J’aimerais aussi que les gens sachent ou se souviennent que lors de l’abolition, les anciens maîtres ont réclamé et obtenu des compensations financières pour la perte de leurs esclaves, autant dire de leur capital. Haïti a ainsi dû payer la rançon – au sens premier du terme – de son indépendance, en versant aux anciens propriétaires 150 millions de francs-or, alors que ceux auxquels on aurait dû réparation étaient plutôt ces milliers d’esclaves qui, pendant des générations et des générations, ont travaillé gratuitement pour leurs exploiteurs.

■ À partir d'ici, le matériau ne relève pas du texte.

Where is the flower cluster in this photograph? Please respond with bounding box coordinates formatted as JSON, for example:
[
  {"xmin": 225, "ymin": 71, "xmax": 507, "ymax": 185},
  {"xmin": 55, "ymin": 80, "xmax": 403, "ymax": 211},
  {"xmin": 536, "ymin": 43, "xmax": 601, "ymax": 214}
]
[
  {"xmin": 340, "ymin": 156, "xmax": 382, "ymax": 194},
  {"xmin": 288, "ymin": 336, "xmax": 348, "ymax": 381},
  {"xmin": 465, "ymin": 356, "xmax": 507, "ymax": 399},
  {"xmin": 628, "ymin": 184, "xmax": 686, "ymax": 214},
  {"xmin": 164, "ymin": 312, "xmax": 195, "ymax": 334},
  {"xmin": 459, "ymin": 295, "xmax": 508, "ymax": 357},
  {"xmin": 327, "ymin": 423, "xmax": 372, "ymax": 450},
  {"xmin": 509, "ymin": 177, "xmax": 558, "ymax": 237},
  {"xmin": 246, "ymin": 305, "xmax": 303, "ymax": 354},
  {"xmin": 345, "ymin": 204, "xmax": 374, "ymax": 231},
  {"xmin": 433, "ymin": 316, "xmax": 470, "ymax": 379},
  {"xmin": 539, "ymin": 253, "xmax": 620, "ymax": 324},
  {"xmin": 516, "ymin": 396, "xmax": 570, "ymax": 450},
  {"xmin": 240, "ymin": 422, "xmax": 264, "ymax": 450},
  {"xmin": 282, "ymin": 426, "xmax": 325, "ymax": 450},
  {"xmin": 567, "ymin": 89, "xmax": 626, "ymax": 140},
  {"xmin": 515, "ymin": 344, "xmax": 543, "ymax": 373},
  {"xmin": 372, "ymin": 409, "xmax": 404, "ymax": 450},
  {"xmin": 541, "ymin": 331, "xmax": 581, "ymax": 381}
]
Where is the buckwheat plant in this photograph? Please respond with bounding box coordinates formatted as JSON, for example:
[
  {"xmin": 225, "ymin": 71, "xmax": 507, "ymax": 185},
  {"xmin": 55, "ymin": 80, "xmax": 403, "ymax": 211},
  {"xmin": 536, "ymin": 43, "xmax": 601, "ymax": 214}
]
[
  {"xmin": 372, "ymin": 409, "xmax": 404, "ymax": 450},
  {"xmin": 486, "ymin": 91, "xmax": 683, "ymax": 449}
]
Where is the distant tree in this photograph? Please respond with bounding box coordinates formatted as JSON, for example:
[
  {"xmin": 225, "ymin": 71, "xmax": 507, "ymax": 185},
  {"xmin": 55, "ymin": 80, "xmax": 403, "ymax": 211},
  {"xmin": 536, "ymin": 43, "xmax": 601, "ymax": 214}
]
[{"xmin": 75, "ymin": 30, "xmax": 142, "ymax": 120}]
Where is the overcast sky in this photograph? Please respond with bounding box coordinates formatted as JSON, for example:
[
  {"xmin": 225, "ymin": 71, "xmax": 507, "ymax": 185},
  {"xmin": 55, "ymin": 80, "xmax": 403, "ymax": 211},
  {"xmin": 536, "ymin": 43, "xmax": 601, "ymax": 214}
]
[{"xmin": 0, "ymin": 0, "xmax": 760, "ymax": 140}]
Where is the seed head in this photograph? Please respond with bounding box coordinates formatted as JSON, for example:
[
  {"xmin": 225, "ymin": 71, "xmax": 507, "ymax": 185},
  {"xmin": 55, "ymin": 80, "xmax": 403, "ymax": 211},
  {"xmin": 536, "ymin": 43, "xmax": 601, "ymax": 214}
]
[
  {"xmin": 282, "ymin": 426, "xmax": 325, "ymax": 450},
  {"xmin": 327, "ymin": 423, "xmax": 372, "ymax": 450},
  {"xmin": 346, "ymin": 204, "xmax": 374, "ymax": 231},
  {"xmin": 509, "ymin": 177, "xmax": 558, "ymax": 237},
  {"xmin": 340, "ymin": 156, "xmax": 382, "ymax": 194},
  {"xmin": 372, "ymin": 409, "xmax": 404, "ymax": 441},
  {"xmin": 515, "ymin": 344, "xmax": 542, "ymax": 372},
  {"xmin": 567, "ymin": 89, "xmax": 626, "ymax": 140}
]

Concernant la repentance, plutôt que des excuses publiques, je préfère la reconnaissance de l’esclavage légal – organisé, pratiqué ouvertement et officiellement durant plusieurs siècles avec l’assentiment des plus hautes autorités – pour ce qu’il est: un crime contre l’humanité. Et que l’on ait le courage d’en tirer des enseignements. La loi votée en 2001 a instauré, outre cette reconnaissance, l’obligation de fixer une date, pour, entre autres, commémorer et enseigner la mémoire de l’esclavage. Maintenant, il faut continuer à faire vivre cette loi.

Le Mémorial ACTe (Macte) est-il l’outil approprié pour cela?

Cet ouvrage a sa place, sa raison d’être. Désormais, c’est à ceux qui en ont la charge de préciser sa mission, ses finalités, de le rendre utile. Il a déjà le mérite de témoigner physiquement, dans l’espace public, des drames vécus en Guadeloupe et dans la Caraïbe. A lui aussi d’attiser la curiosité pour ces questions, même si les gens n’ont pas tendance à se pencher naturellement sur leur passé quand il est douloureux.

 

Les détracteurs du Macte ont trouvé qu’en période de crise, l’argent qui y a été investi aurait pu être utilisé ailleurs. Mais je pense, moi, que les responsables politiques ont le devoir, même si cela n’est pas toujours populaire, de contribuer au savoir, à la connaissance du passé, à la reconnaissance de ce qui est dû. Le devoir de nourrir les consciences. Même si je peux comprendre que le coût de ce bâtiment suscite le débat sur une île où le chômage sévit lourdement, il existe toujours dans les milieux modestes – que je connais bien parce que j’en suis issue – cette aspiration à s’élever mentalement, à s’approprier le savoir. Et dans ces milieux là, je vous assure que les mères ne songent pas seulement à faire bouillir la marmite. Elles ont aussi, comme c’était le cas de la mienne, le respect de la culture, de la littérature, de la transmission.

 

Toute la difficulté est de trouver la bonne distance avec cette histoire-là. Et de comprendre, encore une fois, que contrairement à l’esclavage contemporain, la traite négrière a été organisée par des Etats, des textes, des lois, des régimes fiscaux, des monopoles, des compagnies auxquelles participaient financièrement ces Etats et dont ils tiraient bénéfice. Les victimes n’avaient donc aucun secours possible, et il faut bien que nous arrivions à admettre cela. Admettre que pour construire ce terrible système, on a élaboré la doctrine raciale d’abord, raciste après.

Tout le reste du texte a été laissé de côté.